Cape Town - There are likely to be no interest rate cuts until the end of 2018, which is the end of the SA Reserve Bank (Sarb) forecast horizon. Rather expect two more rate hikes of 25 basis points each - one in November and one in March - over this period.
This is the view expressed on Tuesday by emerging markets economist Peter Attard Montalto of Nomura.
"Such moves will likely be data dependent and ‘last minute’ in nature," he said.
When Sarb's Monetary Policy Committee (MPC) announces its latest rates decision on Thursday, Montalto expects what he describes as an overall neutral stance - like at the previous MPC meeting - yet one that will confirm that a rate hiking cycle continues.
Nedbank’s Corporate and Investment Banking unit is of the same view. The unit estimates that there is a 70% probability of a hold in interest rate hikes at this week's MPC meeting.

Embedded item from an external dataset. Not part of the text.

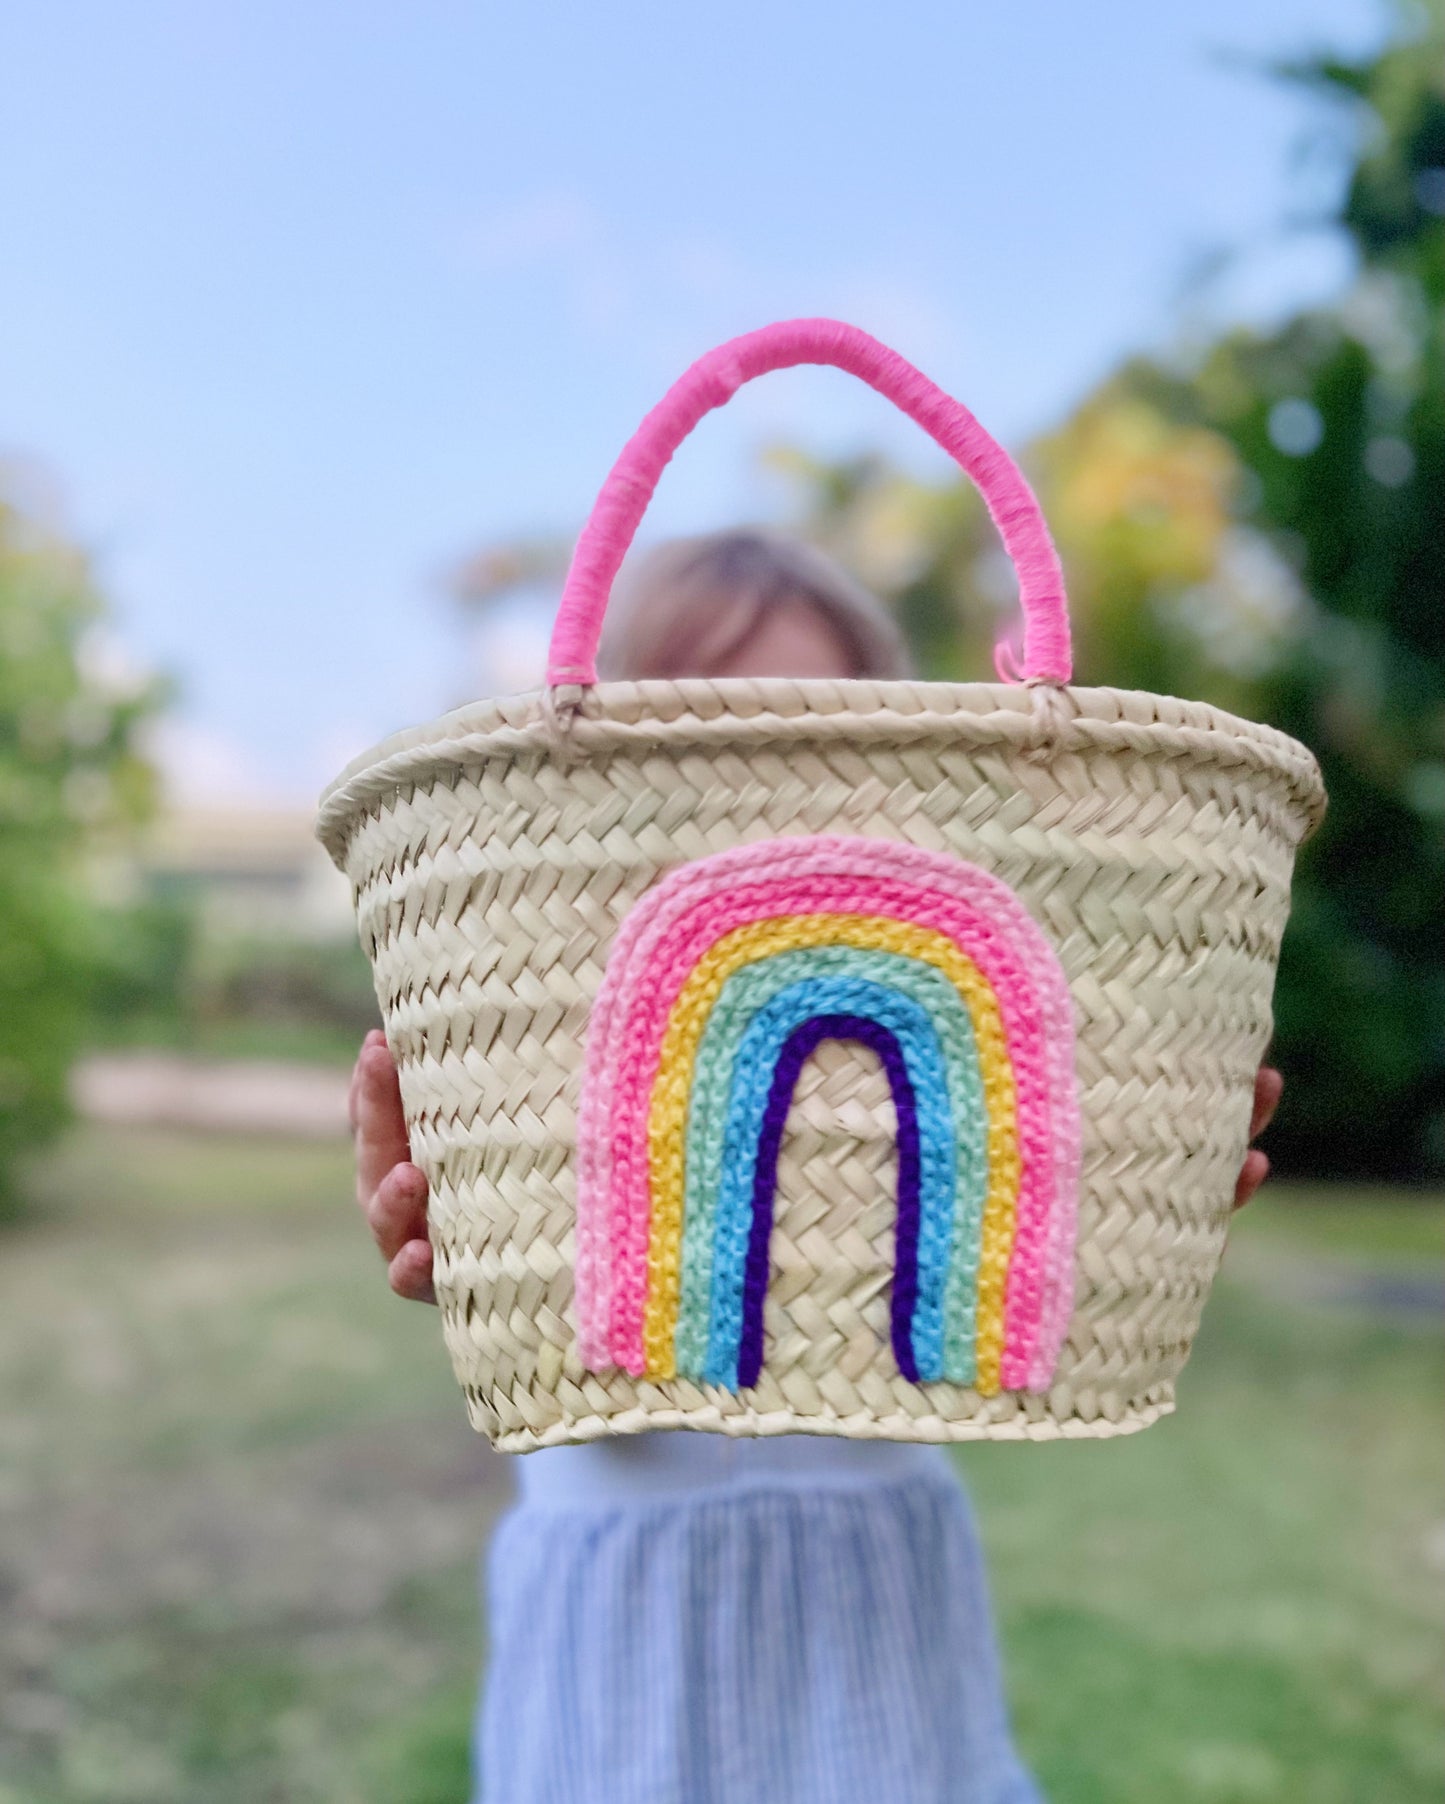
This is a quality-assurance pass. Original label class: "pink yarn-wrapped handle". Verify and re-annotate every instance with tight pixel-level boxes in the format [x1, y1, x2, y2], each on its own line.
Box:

Based on an analysis the unit did, it expects Sarb to revise its CPI profile lower, taking into account the recent rand strength. Just like Montalto, Nedbank also believes the Sarb is likely to reiterate that this is a pause in a hiking cycle.
READ: Sarb likely to pause rate hike cycle
"While we expect rates to remain unchanged at Thursday’s MPC meeting, in line with market and survey expectations, upward revisions to growth and probably only minor changes to the Consumer Price Index (CPI) inflation outlook will provide an opportunity for some communication ‘reinforcements’ against cut expectations in particular," said Montalto.
In his view, the MPC still believes in risks to the rand from the political and ratings situation, as well as the upside risks to neutral real rates from ratings risk and external issues like Fed hikes, US elections and China.
"It is for these reasons that the MPC is likely to reinforce that we are in a hiking cycle still," said Montalto.
He pointed out that the MPC has kept rates on hold since March in a hiking cycle that has been ongoing for two and a half years. He, however, disagrees with the view by some that it could be the end of the hiking cycle and that rate cuts could come rapidly.
"This is an incredibly drawn out and shallow cycle certainly – thanks in part to the fall in local real rates, driven in turn by global real rates," explained Montalto.
"In such a drawn out cycle, the market is increasingly struggling to see the point or indeed the end point."
Montalto said the Nomura view on the rate cycle is based on the "style" of the cycle against the backdrop of SA's low growth economy with its lack of demand-side effects where inflation fears are the key driver.
"The MPC still believes we are in a world where the output gap is small given that most of the low growth we are seeing is the result of structural factors, not cyclical ones," said Montalto.
"As a result, it is still on the accommodative side of neutral rates and are both happy sitting there in a low growth environment, but also in saying that such accommodation could be removed in such a situation, as more inflation second-round effect risk presents itself...the ‘fear’ remains and with it the bias to hike."
Montalto sees the CPI forecast only marginally changed and said that, while Sarb has been marginally surprised to the downside in the last two CPI prints, he does not think it is significant.